The resistor R 1 is 10 MΩ. The resistor R 2 is 1 kΩ. The resistor R 4 is 900Ω. The resistor R 5 is 90Ω. The resistor R 6 is 9Ω. The resistor R 7 is 1Ω. The resistors R 1 and R 2 are provided in parallel, and both of these have one end connected to an inverted input terminal of the operational amplifier U 1 and the other end connected to the switch S 1 . One end of the switch S 1 is made to be the switch S 2 , and the resistor R 1 or the resistor R 2 is connected to the switch S 2 by a switching operation of the switch S 1 . The resistor R 1 or R 2 operates as the feedback resistor circuit 102 described above by switching the switch S 1 . The feedback resistor circuit 102 selected by switching the switch S 1 is hereafter represented by “Rb”. The resistance values of the resistors R 1 , R 2 , and R 4 to R 7 described above are simply one example, and other values are also possible.

The resistor R 4 , the resistor R 5 , the resistor R 6 , and the resistor R 7 are connected in series in this order.
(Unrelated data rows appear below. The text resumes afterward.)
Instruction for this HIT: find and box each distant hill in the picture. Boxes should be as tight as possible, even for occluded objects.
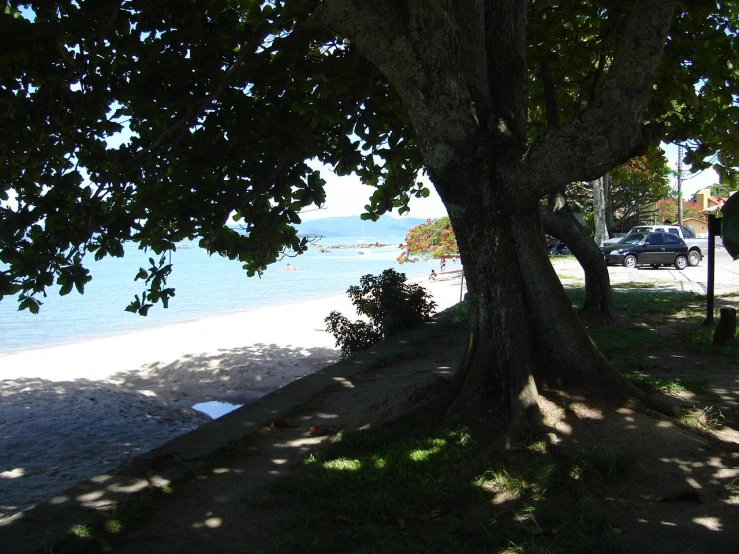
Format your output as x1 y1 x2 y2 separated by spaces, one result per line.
295 215 427 238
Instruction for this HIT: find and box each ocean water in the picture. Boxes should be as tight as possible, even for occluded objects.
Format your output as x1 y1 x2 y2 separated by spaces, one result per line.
0 237 444 354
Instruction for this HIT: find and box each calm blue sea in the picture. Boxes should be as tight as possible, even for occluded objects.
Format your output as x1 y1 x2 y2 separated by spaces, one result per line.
0 237 443 354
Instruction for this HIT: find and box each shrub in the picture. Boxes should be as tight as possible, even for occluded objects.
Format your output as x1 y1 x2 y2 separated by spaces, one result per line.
325 269 437 358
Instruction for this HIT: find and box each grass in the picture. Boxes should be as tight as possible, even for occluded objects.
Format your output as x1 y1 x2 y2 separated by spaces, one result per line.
567 289 737 358
611 281 658 289
677 406 725 430
260 426 627 553
622 372 711 397
565 288 704 322
264 423 508 553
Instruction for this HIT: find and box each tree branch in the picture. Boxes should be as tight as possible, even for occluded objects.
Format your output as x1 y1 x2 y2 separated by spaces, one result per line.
519 0 676 201
484 0 528 143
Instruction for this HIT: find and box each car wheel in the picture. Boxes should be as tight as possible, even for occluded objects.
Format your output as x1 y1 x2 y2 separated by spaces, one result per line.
688 250 701 266
674 255 688 270
623 255 637 269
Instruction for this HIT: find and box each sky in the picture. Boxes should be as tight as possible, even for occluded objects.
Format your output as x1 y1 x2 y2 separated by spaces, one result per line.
662 142 720 200
301 142 722 222
298 165 447 222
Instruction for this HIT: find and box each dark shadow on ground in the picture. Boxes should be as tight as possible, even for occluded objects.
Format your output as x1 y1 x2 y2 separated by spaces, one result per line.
0 343 338 522
4 300 738 553
108 343 340 406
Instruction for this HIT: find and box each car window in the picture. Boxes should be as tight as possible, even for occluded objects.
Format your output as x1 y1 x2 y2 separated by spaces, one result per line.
645 233 664 245
668 228 679 235
653 228 665 233
621 233 647 245
681 225 696 239
631 226 650 234
664 234 681 244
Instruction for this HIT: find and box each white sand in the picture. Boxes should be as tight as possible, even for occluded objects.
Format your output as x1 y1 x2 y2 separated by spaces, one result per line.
0 271 465 519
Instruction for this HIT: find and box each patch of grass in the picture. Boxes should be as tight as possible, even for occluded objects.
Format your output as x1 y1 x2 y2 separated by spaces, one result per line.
432 301 469 333
677 319 739 354
69 524 94 539
612 281 659 289
477 469 528 496
262 423 626 553
566 289 703 324
623 372 710 397
266 423 512 553
105 519 123 534
588 325 664 353
613 290 703 322
678 406 725 430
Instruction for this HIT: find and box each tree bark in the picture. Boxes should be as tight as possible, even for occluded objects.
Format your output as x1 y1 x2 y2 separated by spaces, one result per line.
593 175 610 246
539 204 615 320
319 0 678 434
444 191 658 430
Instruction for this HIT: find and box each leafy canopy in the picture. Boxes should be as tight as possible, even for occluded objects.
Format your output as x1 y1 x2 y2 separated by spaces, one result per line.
0 0 426 313
566 150 672 228
1 0 737 313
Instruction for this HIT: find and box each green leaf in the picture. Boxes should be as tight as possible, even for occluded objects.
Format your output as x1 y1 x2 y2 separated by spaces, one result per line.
59 281 73 296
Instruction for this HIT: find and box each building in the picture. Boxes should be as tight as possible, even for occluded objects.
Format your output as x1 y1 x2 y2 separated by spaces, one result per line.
695 186 728 212
682 217 708 237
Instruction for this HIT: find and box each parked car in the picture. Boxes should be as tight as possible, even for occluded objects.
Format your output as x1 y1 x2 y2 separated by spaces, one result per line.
600 232 689 270
549 241 571 255
601 224 704 266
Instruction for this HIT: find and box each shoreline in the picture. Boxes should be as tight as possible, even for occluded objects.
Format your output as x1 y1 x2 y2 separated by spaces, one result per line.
0 268 461 368
0 271 465 519
0 257 437 356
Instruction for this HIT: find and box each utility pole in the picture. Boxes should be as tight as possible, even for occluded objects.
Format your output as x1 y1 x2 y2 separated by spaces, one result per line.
677 144 684 227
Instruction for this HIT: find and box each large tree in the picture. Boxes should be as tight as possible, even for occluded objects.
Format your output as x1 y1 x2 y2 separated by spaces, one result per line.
2 1 738 434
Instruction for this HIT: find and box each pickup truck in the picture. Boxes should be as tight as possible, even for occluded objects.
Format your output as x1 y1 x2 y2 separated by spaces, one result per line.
601 225 706 266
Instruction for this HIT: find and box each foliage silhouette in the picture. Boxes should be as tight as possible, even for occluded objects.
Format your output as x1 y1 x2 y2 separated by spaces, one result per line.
325 269 436 358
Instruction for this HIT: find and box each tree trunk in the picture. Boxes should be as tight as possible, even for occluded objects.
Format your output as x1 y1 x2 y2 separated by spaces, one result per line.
539 204 615 320
593 175 610 245
437 187 654 434
320 0 679 436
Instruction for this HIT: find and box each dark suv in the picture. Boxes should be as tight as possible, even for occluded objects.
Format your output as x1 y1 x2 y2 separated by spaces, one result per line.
600 232 689 270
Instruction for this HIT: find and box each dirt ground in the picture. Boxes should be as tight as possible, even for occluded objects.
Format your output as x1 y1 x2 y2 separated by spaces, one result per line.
46 292 738 554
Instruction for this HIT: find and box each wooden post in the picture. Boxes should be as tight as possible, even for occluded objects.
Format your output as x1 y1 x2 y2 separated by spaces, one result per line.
713 307 737 346
703 215 720 326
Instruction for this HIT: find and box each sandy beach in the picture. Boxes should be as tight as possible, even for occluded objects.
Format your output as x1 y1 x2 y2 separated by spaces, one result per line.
0 271 466 519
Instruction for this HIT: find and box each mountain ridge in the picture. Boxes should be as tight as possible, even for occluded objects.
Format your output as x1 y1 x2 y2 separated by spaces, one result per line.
294 215 426 238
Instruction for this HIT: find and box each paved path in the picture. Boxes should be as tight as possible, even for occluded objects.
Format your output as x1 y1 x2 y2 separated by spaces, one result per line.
552 246 739 296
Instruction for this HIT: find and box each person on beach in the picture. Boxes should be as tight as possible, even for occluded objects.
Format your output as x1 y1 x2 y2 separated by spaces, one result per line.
429 269 437 280
440 258 446 272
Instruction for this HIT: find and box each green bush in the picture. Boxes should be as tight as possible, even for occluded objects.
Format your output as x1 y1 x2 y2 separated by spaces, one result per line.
325 269 437 358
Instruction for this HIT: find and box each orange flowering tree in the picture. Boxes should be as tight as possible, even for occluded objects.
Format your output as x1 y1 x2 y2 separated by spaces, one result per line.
656 198 702 223
397 217 458 263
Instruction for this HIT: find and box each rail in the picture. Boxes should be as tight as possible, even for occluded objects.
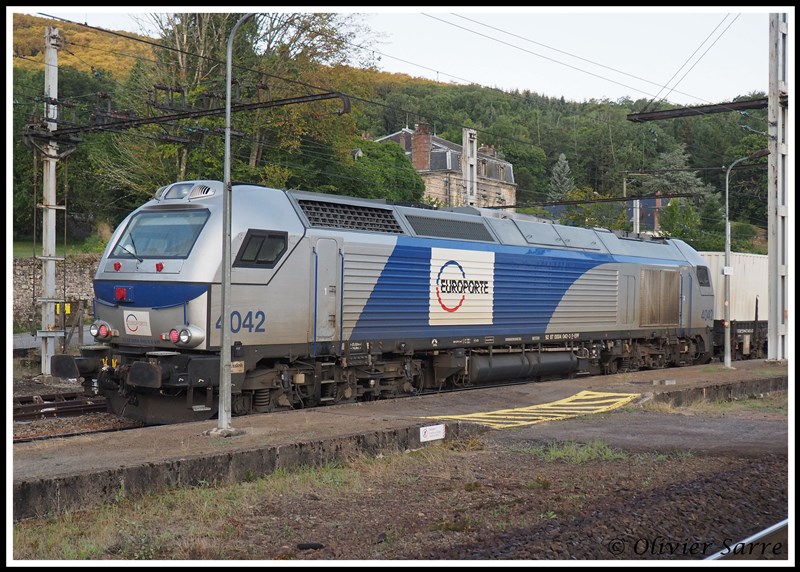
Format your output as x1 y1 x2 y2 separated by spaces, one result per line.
704 519 789 560
13 392 108 422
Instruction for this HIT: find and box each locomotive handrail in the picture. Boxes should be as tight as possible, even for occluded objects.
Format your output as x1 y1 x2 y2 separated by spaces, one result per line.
312 246 319 358
339 248 345 348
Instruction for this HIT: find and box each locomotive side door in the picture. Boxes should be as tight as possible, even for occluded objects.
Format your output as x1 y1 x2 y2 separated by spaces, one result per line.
310 238 341 354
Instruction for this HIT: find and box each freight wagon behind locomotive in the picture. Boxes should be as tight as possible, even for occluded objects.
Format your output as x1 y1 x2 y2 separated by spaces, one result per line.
52 180 717 425
699 251 769 361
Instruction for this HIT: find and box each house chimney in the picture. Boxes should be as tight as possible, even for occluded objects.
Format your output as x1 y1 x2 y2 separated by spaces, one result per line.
478 144 497 157
411 123 431 171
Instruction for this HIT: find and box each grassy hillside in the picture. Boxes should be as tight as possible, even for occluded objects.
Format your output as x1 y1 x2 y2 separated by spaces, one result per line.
12 13 154 77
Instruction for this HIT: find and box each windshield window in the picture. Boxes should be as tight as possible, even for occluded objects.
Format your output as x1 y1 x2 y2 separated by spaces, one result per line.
112 209 209 259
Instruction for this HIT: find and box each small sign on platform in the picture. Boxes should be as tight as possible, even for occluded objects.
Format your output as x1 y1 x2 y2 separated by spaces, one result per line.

One end of the resistor R 4 not connected to the resistor R 5 is connected to the output terminal of the operational amplifier U 1 . One end of the resistor R 7 not connected to the resistor R 6 is grounded.
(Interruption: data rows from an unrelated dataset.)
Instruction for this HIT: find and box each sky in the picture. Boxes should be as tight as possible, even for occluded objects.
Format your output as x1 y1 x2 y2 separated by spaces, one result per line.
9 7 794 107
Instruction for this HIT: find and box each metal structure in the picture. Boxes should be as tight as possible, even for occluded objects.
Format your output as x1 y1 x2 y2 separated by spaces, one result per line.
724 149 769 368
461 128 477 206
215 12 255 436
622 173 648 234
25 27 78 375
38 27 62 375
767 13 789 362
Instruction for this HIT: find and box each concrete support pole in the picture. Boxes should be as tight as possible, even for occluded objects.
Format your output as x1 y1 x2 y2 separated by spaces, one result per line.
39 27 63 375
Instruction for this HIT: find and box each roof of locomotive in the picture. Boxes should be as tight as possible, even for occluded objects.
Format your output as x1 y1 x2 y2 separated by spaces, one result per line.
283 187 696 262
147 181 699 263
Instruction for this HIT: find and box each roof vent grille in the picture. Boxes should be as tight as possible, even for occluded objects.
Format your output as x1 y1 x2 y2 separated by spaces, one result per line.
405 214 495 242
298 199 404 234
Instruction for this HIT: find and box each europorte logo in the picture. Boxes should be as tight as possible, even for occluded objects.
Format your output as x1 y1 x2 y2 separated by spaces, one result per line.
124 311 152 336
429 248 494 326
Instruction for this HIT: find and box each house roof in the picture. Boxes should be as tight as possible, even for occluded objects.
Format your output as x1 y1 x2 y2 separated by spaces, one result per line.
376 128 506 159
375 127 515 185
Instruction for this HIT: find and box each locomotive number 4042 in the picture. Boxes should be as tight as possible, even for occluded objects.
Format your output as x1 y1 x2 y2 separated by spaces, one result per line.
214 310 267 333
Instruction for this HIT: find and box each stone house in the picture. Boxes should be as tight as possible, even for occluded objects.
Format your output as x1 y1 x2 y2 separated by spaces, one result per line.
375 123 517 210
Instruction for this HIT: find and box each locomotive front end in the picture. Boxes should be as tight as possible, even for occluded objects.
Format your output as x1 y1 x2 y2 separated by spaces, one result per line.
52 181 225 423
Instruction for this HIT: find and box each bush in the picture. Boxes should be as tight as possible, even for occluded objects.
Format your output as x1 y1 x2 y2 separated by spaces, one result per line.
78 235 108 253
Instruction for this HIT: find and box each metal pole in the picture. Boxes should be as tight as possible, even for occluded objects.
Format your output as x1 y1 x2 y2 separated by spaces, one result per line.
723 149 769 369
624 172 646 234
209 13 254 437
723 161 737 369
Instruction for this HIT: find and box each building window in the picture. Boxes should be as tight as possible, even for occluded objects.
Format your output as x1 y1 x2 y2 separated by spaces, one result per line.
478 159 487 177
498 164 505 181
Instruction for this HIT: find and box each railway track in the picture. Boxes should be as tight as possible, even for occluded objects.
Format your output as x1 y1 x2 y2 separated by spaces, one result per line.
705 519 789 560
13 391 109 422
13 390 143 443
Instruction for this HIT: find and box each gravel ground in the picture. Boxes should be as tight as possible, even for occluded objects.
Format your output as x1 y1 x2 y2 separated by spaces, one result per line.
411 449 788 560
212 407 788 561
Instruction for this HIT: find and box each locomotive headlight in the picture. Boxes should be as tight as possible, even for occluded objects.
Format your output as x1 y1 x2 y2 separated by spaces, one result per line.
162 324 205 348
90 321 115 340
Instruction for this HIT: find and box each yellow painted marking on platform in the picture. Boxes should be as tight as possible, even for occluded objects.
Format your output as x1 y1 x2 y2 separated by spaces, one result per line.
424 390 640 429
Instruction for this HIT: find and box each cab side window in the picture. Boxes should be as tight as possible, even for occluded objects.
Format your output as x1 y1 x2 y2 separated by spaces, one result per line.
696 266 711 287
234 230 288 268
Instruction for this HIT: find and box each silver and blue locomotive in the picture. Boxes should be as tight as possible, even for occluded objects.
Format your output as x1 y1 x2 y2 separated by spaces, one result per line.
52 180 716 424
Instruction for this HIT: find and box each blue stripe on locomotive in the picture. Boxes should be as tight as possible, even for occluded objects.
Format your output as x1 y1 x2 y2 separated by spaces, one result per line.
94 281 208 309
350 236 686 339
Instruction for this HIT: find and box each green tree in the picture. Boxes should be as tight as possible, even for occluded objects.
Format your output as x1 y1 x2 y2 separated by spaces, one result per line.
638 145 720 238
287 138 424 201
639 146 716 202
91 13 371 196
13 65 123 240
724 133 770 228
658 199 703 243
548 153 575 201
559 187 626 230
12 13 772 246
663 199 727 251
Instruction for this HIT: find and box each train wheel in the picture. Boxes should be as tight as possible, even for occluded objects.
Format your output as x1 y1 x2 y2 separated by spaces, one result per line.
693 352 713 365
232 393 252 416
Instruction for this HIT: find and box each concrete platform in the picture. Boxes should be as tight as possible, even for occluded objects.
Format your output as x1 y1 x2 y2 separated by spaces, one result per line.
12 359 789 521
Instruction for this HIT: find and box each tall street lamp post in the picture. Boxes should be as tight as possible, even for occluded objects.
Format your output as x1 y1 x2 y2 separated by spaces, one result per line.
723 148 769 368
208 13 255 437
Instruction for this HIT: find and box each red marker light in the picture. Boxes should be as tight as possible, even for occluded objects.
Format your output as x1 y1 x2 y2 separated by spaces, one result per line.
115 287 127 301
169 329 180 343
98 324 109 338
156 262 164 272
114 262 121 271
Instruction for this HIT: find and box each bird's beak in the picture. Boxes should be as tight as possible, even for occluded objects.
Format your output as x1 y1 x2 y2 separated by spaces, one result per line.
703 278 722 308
One end of the switch S 2 described above is connected to the switch S 1 , and the switch S 4 or the switch S 3 is connected to the switch S 1 by a switching operation of the switch S 2 . One end of the switch S 4 is connected to the switch S 2 , and either end of the resistor R 4 is connected to the switch S 2 by a switching operation of the switch S 4 . One end of the switch S 3 is connected to the switch S 2 , and either end of the resistor R 6 is connected to the switch S 2 by a switching operation of the switch S 3 . By switching the switches S 2 , S 3 , and S 4 in this manner, any of a connection terminal between the operational amplifier U 1 and the resistor R 4 , a connection terminal between the resistors R 4 and R 5 , a connection terminal between the resistors R 5 and R 6 , and a connection terminal between the resistors R 6 and R 7 is directly electrically connected to the switch S 1 . That is, the series of resistors R 4 to R 7 are divided into two by a contact between the resistors directly connected to the switch S 1 , except when the switch S 1 is directly connected to the output terminal of the operational amplifier U 1 in accordance with the switching operation of the switch S 2 -S 4 , and operate as the partial voltage resistor. Below, the resistance between the voltage-dividing terminal selected by switching the switches S 2 , S 3 , and S 4 and the ground terminal is represented by “Ra.” The resistance between the voltage-dividing terminal and the output terminal of the operational amplifier U 1 is represented by “Rb.”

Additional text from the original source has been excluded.